Sérieux, efficace, dévoué.

Le sauveur des âmes perdues !

L’échec face au condamné à mort fut une surprise mais tout était hélas possible face à une âme aussi noire. On pardonna à Elendriel et l’ange serra les dents de dépit.

Jusqu’à la deuxième rencontre.

Leur deuxième rencontre eut lieu un soir dans une maison très pauvre située dans une campagne gelée par le froid et l’hiver. Une famille mourant de faim dans laquelle le fils aîné ne dormait pas.

Les gémissements de douleur le tenaient éveillé. Ses neveux et ses nièces avaient faim et en mourraient. Il souffrait le martyr de ne pouvoir rien faire.

Et pourtant Dieu était témoin de tous les efforts que le jeune homme entreprenait chaque jour pour trouver de l’argent. Du travail. De la nourriture. En vain.

Une nuit de désespoir aux portes du péché. Une âme prête à tomber.
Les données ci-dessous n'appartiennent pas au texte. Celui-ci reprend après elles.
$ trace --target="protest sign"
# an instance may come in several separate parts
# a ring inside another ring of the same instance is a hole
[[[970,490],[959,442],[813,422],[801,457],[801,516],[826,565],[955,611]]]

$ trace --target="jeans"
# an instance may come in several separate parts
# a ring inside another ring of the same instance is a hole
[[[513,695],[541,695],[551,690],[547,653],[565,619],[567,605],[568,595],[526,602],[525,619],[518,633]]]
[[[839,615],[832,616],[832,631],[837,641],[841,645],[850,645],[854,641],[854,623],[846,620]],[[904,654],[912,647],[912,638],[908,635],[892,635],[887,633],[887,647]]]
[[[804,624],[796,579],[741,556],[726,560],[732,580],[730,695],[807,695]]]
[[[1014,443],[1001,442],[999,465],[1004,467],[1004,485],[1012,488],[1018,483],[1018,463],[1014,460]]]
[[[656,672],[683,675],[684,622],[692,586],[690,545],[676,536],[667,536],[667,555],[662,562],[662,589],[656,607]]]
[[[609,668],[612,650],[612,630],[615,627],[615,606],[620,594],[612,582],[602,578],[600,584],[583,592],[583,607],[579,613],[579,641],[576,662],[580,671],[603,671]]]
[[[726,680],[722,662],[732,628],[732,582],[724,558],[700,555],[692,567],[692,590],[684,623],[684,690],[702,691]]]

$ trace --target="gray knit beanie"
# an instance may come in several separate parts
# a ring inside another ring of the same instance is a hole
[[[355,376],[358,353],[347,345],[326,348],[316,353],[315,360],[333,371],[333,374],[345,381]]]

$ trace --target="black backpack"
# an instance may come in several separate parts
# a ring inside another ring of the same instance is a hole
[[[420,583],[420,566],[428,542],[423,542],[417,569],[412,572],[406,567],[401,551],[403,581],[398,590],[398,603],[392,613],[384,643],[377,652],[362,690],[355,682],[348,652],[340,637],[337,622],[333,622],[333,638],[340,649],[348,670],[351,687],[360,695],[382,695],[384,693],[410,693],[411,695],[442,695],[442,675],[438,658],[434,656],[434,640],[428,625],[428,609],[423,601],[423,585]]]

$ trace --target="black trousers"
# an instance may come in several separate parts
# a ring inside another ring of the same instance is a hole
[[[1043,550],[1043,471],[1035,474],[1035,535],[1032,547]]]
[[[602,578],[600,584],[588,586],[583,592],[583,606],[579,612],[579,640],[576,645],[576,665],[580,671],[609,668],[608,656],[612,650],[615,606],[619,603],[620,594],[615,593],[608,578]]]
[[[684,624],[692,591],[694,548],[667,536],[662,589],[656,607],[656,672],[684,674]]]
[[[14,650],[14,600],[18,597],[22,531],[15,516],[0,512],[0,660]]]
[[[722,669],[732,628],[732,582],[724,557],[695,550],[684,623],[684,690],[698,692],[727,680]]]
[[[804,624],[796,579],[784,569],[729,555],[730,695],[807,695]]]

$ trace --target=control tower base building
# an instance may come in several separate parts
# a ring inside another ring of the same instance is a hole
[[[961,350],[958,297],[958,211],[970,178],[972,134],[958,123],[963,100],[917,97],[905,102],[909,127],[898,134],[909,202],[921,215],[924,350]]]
Elendriel était là et essayait de sauver l’homme. Une discussion dans un esprit tourmenté. Les prières sont écoutées, l’espoir est un réconfort, Dieu entend les malheureux…

Elendriel luttait contre le désespoir pour sauver une âme innocente.

« L’envie… Mhmmm… Un si beau péché... »

Décidément, l’ange était facilement surpris. La démone était là, tout sourire. Assise sur la couche du jeune homme, jolie succube prête à se donner, apportant des rêves interdits pour briser les tabous.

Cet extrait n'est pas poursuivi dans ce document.